D’étape en étape, ou plutôt de pagode en pagode, l’expédition arriva à Choung-king le 28 avril, après une navigation de dix jours. Cette ville est située au confluent du Yang-tse-kiang et de la rivière Ho-tou, qui arrose la partie septentrionale du Ssé-tchouen. En face d’elle, sur le bord opposé de la rivière, se trouve une autre ville, Li-min, également de premier ordre et entourée de fortifications. On remarque fréquemment en Chine et nous avons signalé à Han-kow ces cités doubles qui ne sont séparées que par le cours d’un fleuve, et qui, semblables à deux sœurs jumelles, sont nées et grandissent ensemble, vivant de la même vie et confondant leurs destinées. Tout le mouvement commercial de la province est concentré à Choung-king, où se rencontrent et s’échangent les différens produits de la Chine et de l’étranger, apportés par des milliers de jonques. M. Blakiston estime que Choung-king, par l’activité des affaires et par l’affluence des navires, doit être placé sur le même rang que Canton, Shang-haï et Han-kow. Nous sommes au plus profond des terres, à quatre cent quarante lieues de l’Océan, et cependant les calicots de l’Angleterre, les draps de la Russie et même certains articles de l’industrie parisienne ont déjà pénétré jusque-là. Quelles immenses, ressources pour le commerce étranger lorsque cette portion de la Chine lui sera définitivement ouverte, et qu’il pourra y aborder directement!
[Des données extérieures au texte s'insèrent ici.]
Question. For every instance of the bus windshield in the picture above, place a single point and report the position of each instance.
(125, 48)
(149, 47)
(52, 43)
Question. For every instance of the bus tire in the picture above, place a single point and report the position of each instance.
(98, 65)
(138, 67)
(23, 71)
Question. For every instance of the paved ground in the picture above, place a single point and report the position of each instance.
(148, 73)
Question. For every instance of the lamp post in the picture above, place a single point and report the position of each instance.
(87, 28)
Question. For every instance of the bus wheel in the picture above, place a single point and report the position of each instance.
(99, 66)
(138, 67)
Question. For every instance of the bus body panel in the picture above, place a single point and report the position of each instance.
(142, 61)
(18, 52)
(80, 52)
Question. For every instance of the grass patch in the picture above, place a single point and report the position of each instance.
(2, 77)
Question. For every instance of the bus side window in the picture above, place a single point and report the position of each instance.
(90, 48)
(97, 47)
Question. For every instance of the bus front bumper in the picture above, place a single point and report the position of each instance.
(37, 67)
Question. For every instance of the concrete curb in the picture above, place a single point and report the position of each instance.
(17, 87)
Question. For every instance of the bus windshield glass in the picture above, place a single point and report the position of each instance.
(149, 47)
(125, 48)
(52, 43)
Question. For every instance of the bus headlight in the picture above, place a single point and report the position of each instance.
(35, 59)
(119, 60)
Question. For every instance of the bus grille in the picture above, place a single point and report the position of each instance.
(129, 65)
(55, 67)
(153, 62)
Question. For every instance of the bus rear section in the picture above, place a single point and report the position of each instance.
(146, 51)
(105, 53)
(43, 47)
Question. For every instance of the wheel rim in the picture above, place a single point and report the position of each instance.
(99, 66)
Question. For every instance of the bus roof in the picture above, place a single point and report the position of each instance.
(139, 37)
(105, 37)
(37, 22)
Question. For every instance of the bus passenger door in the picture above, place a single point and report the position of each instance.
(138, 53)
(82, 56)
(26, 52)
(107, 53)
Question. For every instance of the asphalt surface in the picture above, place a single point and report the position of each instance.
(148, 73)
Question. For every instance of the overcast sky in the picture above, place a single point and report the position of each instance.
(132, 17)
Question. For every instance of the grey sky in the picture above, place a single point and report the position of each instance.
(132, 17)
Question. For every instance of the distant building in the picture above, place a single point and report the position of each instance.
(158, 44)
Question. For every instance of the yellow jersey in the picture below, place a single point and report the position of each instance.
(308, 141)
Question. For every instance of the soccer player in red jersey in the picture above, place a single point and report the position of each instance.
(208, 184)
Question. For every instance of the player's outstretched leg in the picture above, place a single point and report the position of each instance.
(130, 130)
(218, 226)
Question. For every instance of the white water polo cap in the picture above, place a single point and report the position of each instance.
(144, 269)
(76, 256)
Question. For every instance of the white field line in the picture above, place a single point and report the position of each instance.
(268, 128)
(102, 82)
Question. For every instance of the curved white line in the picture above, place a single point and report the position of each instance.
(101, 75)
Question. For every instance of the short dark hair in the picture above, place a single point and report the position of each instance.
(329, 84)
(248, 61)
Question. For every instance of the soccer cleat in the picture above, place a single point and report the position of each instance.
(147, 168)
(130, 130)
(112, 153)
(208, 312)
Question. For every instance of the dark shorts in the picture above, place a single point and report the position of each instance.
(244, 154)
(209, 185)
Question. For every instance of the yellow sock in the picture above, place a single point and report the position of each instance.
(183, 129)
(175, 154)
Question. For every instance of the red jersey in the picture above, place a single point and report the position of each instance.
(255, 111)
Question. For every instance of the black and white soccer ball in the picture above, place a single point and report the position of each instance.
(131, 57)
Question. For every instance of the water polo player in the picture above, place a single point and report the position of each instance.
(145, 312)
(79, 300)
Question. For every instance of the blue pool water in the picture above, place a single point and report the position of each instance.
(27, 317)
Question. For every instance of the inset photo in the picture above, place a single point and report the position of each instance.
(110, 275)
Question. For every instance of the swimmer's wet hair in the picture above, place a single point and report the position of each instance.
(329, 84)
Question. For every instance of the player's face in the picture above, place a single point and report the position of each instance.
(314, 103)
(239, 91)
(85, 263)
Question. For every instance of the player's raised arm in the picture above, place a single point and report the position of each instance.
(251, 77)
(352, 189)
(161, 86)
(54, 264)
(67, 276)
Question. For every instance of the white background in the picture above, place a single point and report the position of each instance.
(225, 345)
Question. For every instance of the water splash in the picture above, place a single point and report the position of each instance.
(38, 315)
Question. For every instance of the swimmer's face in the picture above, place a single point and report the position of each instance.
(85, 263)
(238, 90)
Mais pour le moment ce n’est point un intérêt de négoce qui nous amène à Choung-king; l’expédition n’a qu’une pensée, une idée fixe : à peine arrivée, elle cherche le moyen de pousser plus loin et de gagner Ching-tou, capitale de la province. Faut-il prendre la route de terre ou bien continuer à remonter le Riang? "Voilà l’unique question dont se préoccupe M. Blakiston , et pour mieux s’éclairer il envoie sa carte de visite au préfet de la ville en demandant une prompte audience.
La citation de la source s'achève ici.